Free software backup utility

Bacula is an open-source, enterprise-level computer backup system for heterogeneous networks. It is designed to automate backup tasks that had often required intervention from a systems administrator or computer operator.

Bacula supports Linux, UNIX, Windows, and macOS backup clients, and a range of professional backup devices including tape libraries. Administrators and operators can configure the system via a command line, GUI or web interface; its back-end is a catalog of information stored by MySQL, PostgreSQL, or SQLite.

==Overview==

Bacula is a set of computer programs for managing backup, recovery, and verification of computer data across a network—providing a backup solution for mixed operating system environments. Its modular design allows it to scale from a single-computer installation to networks of hundreds of machines. Bacula was founded by Kern Sibbald, who served as the project’s lead developer.
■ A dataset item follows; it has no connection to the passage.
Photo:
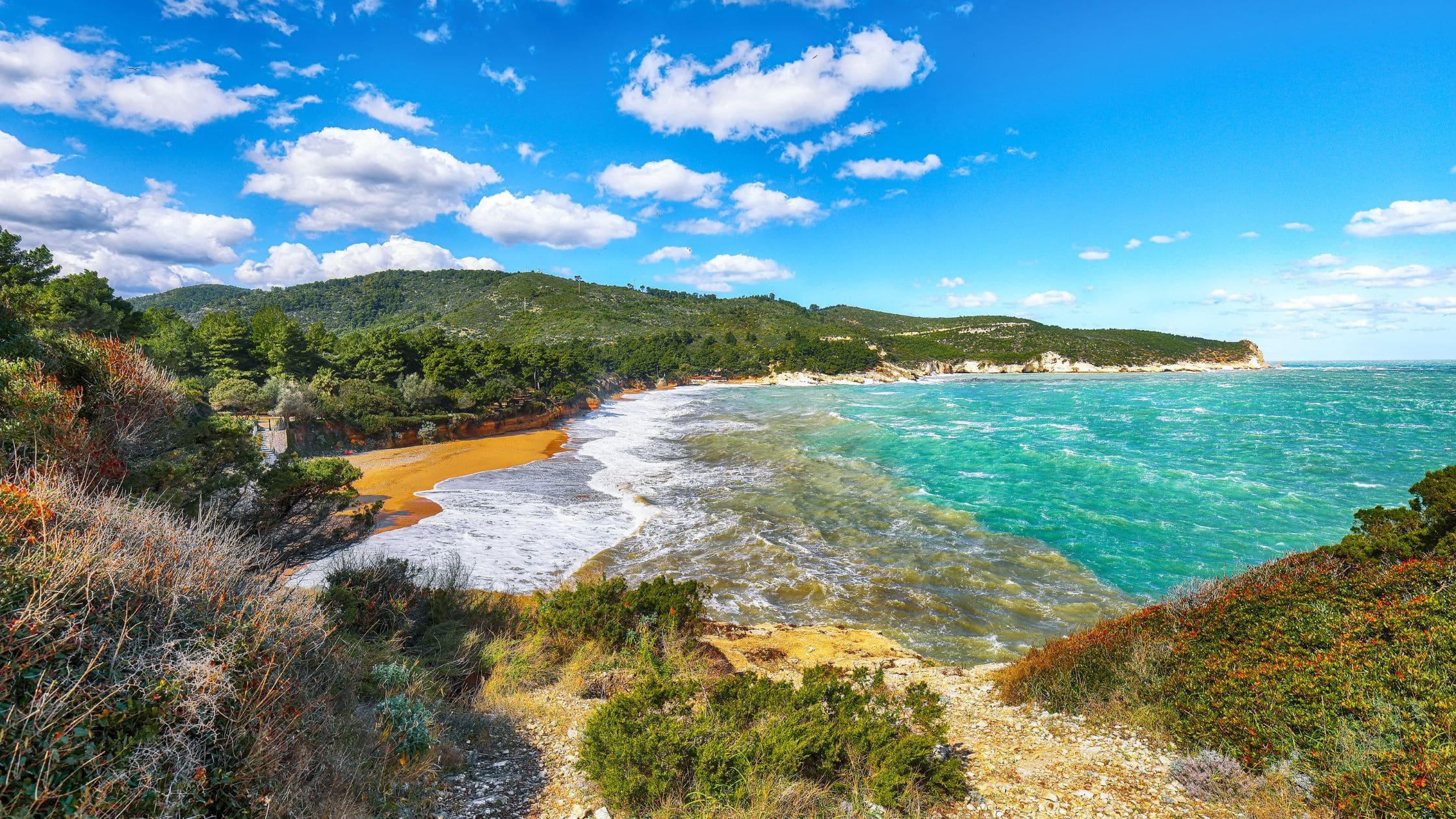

Bacula is open-source and released under the AGPL version 3 license with exceptions to permit linking with OpenSSL and distributing Windows binaries.

Bacula is available under a "dual license" (see Multi-licensing) AGPLv3 or Proprietary license. Several entities offer commercial support for the AGPL "Bacula community version" while Bacula Systems sells various levels of annual support contracts for "Bacula Enterprise Edition", which contains various non-GPL components developed in-house.

In common with other dual-license software, components developed for the Bacula Enterprise Edition are released into Bacula Community edition after some period of exclusivity to the proprietary version.

In January 2010 Bacula surpassed 1 million downloads according to SourceForge. Since April 2002, Bacula has over 2 million downloads, which makes it the most downloaded open-source backup program.

==Features==

Bacula's features include:

===Network options===

- TCP/IP – client–server communication uses standard ports and services instead of RPC for NFS, SMB, etc.; this eases firewall administration and network security
- CRAM-MD5 – configurable client–server authentication
- GZIP/LZO – client-side compression to reduce network bandwidth consumption; this runs separate from hardware compression done by the backup device
- TLS – network communication encryption
- MD5/SHA – verify file integrity
- CRC – verify data block integrity
- PKI – backup data encryption
- NDMP – enterprise version plugin
- cloud backup with some S3 file storage services

===Client OS===

The client software, executed by a "file daemon" running on a Bacula client, supports multiple operating systems.

==Considerations==

By default, Bacula's differential and incremental backups are based on system time stamps. Consequently, if you move files into an existing directory or move a whole directory into the backup FileSet after a full backup, those files may not be backed up by an incremental save because they may have old dates. You must explicitly update the date/time stamp on all moved files. Bacula versions starting with 3.0 or later support Accurate backup, which is an option that addresses this issue without requiring modification of the files timestamps. This feature should always be used if an accurate state of the filesystem is important. Which criteria should be applied is configurable, i.e. inode comparisons, modification times or md5/sha1 signatures.

== History ==

| Date | Event |
|---|---|
| January 2000 | Project started |
| April 14, 2002 | First release to SourceForge.net (version 1.16) |
| June 29, 2006 | Release 1.38.11 (Final version 1 release) |
| January 2007 | Release 2.0.0 |
| September 2007 | Release 2.2.3 |
| June 2008 | Release 2.4.0 |
| October 2008 | Bacula Systems SA was established to provide commercial support for Bacula. |
| April 2009 | Release 3.0.0 with new features |
| January 2010 | Release 5.0.0 with new features |
| September 2010 | Release 5.0.3 |
| January 2012 | Release 5.2.4 with new features |
| February 2012 | Release 5.2.6 |
| June 2012 | Release 5.2.9 |
| February 2013 | Release 5.2.13 |
| July 2014 | Release 7.0.5 with many new features |
| August 2015 | Release 7.2.0 with many new features |
| July 2017 | Release 9.0.0 with many new features |
| December 2018 | Release 9.2.0 with many new features |
| January 2020 | Release 9.4.0 with many new features |
| March 2021 | Release 11.0.0 with many new features |
| August 2022 | Release 13.0.1 with many new features |
| March 2024 | Release 15.0.2 with many new features |
| March 2025 | Release 15.0.3 with many new features |

From 2006 the Free Software Foundation Europe acted as fiduciary for copyrights held by developers of Bacula.org software. The agreement between Kern Sibbald and the FSFE was terminated in March 2015.

== Forks of Bacula ==
In 2011, Graham Keeling, a "former" Bacula community developer, released a friendly fork of Bacula.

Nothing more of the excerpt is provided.